Song of the Week: Bill Haley & His Comets - Razzle-Dazzle

Whack-a-doo-a-whack-a-doo! Bill Haley is one of the most influential figures in rock-n-roll history. But he doesn't seem to make it onto the Mt. Rockmore carvings like Elvis Presley, Chuck Berry and Buddy Holly. Perhaps it was his relatively senior age of 30 when he recorded Rock Around The Clock, or his tartan dinner jacket, his comb-over, or his relatively tame demeanor. One thing is for sure: Bill Haley was the first caucasian musician to consciously record a rock-n-roll record with his 1953 recording of his original tune, Crazy, Man, Crazy. 1953! Stop and think about that. 1953. His groundbreaking recording of Rock Around The Clock came out the next year in 1954.

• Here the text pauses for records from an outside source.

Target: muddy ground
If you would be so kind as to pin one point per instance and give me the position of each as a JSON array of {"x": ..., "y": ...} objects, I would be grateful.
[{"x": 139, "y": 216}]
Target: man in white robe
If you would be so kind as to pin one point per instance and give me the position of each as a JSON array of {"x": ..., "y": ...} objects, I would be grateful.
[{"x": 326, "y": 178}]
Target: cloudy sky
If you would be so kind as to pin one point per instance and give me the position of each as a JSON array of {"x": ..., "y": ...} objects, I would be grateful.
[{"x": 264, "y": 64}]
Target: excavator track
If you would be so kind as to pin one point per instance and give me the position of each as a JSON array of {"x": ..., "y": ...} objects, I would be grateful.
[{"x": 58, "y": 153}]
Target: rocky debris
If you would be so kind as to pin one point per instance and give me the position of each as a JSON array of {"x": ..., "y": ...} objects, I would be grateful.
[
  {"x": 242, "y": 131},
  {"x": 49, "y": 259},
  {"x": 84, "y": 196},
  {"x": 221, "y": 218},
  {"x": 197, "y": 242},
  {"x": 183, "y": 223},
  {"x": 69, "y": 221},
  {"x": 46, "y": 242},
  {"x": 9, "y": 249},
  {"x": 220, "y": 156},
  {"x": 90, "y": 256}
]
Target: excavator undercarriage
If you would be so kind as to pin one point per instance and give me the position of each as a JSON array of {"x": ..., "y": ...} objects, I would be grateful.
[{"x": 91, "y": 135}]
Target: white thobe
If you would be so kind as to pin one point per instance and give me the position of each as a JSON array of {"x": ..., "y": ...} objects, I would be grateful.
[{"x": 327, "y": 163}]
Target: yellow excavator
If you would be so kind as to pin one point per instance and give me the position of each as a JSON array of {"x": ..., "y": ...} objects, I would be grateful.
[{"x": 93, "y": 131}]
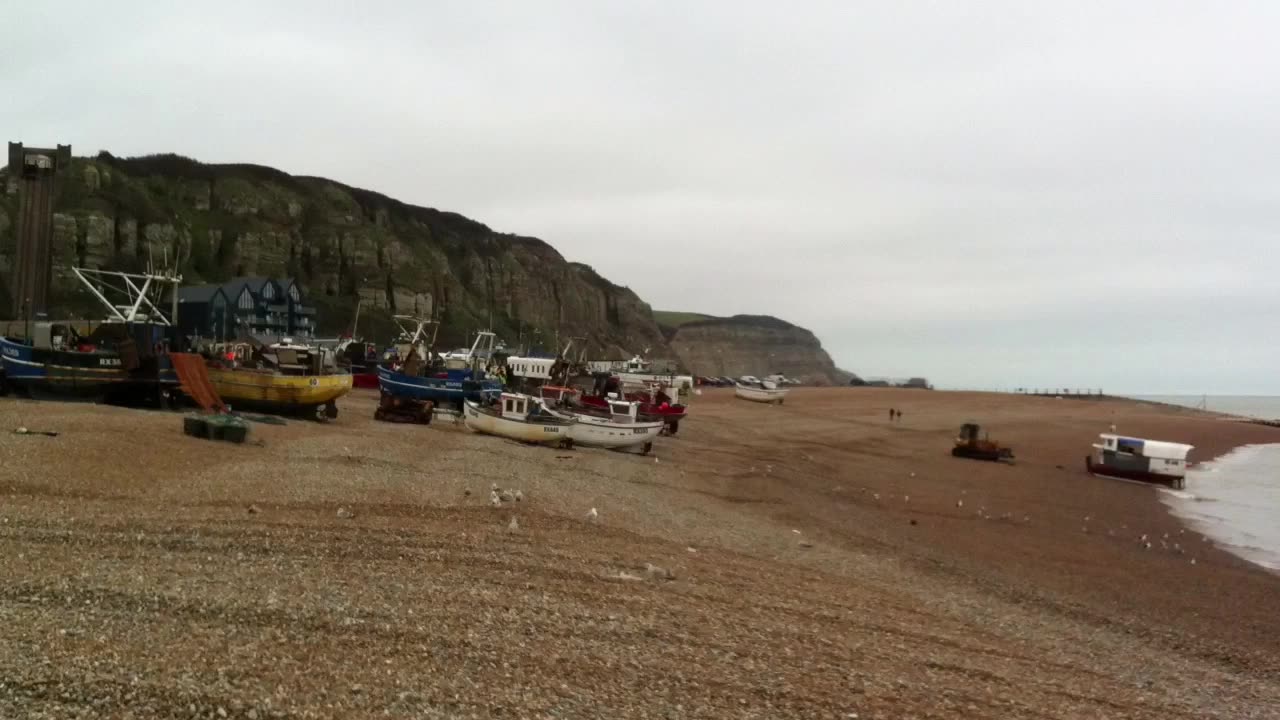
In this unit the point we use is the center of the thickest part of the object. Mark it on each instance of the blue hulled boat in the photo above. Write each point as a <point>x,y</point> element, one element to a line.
<point>446,382</point>
<point>124,358</point>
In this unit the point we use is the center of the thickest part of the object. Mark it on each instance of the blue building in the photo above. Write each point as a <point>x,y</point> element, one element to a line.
<point>263,306</point>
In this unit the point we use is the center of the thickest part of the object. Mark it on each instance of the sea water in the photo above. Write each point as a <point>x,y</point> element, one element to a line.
<point>1235,499</point>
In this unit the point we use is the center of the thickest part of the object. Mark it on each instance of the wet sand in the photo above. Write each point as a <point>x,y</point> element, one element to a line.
<point>824,563</point>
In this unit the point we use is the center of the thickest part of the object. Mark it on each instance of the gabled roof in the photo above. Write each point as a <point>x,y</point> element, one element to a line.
<point>199,292</point>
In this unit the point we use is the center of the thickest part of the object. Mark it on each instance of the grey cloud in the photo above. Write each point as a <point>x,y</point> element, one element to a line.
<point>984,194</point>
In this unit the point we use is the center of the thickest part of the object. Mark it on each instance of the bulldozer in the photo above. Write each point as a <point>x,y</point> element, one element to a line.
<point>977,445</point>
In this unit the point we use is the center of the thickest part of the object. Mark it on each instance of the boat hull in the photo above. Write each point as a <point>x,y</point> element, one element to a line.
<point>1176,482</point>
<point>275,392</point>
<point>366,381</point>
<point>759,393</point>
<point>602,432</point>
<point>440,391</point>
<point>553,432</point>
<point>85,376</point>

Today we take a listen to his 1955 recording of a Charles Calhoun penned number called Razzle Dazzle. It's a swinging little number with some beautifully ridiculous back-up vocals (whack-a-doo-a-whack-a-doo). One of the reasons this is on the top 3 list of my favorite Bill Haley recordings is the stunning guitar work from lead guitarist, Franny Beecher. Do not overlook this great jazz influenced guitar work. Holy crow that guy could play. But more than just play, Beecher successfully lifts the song up from a good number to a great number. And just as important is the top-notch production on the recording. Every instrument is distinct and clear and nicely balanced. It may be hard to hear on crappy little lap-top speakers, but pay particular attention to the slap bass work of Al Rex Marshall Lytle. It is more clear and distinct than most recordings of a bass for another 10+ years when people like Charles Mingus would make recording the bass their hallmark.
That's all I have to say this week. Have a good one and also enjoy the video below of Bill Haley and His Comets performing Razzle Dazzle. Don't Go out there, they'll crucify you!
Until next time, we'll see you On The Flip-Side!

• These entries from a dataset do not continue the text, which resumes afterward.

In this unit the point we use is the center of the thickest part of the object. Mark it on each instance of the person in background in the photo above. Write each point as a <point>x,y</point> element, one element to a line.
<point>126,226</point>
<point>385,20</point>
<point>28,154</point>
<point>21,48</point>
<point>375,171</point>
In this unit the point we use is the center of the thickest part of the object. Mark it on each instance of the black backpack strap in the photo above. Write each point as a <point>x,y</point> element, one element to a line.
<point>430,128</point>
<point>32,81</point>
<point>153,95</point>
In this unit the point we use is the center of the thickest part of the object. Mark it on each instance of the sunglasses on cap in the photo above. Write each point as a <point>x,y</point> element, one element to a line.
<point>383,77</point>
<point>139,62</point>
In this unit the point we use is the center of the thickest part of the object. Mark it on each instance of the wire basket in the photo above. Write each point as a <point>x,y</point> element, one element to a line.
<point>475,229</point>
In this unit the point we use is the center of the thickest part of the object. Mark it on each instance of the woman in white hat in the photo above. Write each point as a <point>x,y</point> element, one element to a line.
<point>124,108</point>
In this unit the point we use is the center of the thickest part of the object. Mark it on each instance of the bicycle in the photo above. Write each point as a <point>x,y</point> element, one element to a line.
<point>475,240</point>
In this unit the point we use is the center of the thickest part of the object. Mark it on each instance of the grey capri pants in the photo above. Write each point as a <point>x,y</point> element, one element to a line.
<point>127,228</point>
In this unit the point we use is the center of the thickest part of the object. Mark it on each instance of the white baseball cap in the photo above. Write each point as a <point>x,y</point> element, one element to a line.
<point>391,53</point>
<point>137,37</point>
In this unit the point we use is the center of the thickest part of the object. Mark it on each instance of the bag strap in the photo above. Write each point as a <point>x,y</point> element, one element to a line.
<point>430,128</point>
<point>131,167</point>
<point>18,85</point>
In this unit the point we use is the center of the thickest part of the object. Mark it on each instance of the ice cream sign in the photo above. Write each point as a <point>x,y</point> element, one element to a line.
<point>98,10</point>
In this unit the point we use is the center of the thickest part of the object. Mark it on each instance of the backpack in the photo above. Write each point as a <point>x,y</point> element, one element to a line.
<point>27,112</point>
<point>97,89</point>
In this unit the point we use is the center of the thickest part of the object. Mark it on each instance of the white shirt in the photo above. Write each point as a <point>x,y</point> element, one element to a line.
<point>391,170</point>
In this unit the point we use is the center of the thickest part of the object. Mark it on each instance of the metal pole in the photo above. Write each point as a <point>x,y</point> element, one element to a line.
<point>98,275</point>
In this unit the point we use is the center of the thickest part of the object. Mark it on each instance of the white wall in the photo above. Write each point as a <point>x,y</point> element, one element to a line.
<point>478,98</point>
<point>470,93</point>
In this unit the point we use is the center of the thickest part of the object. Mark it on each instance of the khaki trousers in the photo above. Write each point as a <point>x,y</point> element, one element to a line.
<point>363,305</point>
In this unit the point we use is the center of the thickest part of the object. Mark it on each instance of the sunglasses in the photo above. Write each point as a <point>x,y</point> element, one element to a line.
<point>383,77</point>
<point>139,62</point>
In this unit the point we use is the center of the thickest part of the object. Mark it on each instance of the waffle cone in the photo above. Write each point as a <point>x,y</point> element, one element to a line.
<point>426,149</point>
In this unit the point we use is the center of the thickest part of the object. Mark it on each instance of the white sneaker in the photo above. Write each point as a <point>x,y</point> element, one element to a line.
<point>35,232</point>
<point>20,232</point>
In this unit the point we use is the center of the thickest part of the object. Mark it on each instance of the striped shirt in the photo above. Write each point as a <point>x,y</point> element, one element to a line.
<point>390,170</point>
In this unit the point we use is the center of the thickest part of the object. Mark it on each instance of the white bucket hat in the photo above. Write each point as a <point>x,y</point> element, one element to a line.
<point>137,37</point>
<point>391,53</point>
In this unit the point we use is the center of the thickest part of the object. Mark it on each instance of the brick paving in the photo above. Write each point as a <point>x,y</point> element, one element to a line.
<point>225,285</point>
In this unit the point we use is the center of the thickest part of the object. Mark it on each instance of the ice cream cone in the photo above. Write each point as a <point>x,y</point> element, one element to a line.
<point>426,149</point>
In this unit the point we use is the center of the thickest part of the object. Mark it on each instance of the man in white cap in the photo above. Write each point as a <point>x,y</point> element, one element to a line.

  1. I have to make a correction on your information. Although Al Rex appears in the film clip, he is in fact miming to Marshall Lytle's playing on the original record. That's Lytle on bass in the main photo. Where did you find that picture? I've never seen that image from the Ed Sullivan Show performance before!

  2. Thanks for the correction Anonymous. Marshall Lytle gets the nod for the bass work, Al Rex for looking cool in the photo. The photo came off of Google. Come on back sometime soon, anonymous. We've got some more rockabilly on here. Like Sid King and His Five Strings.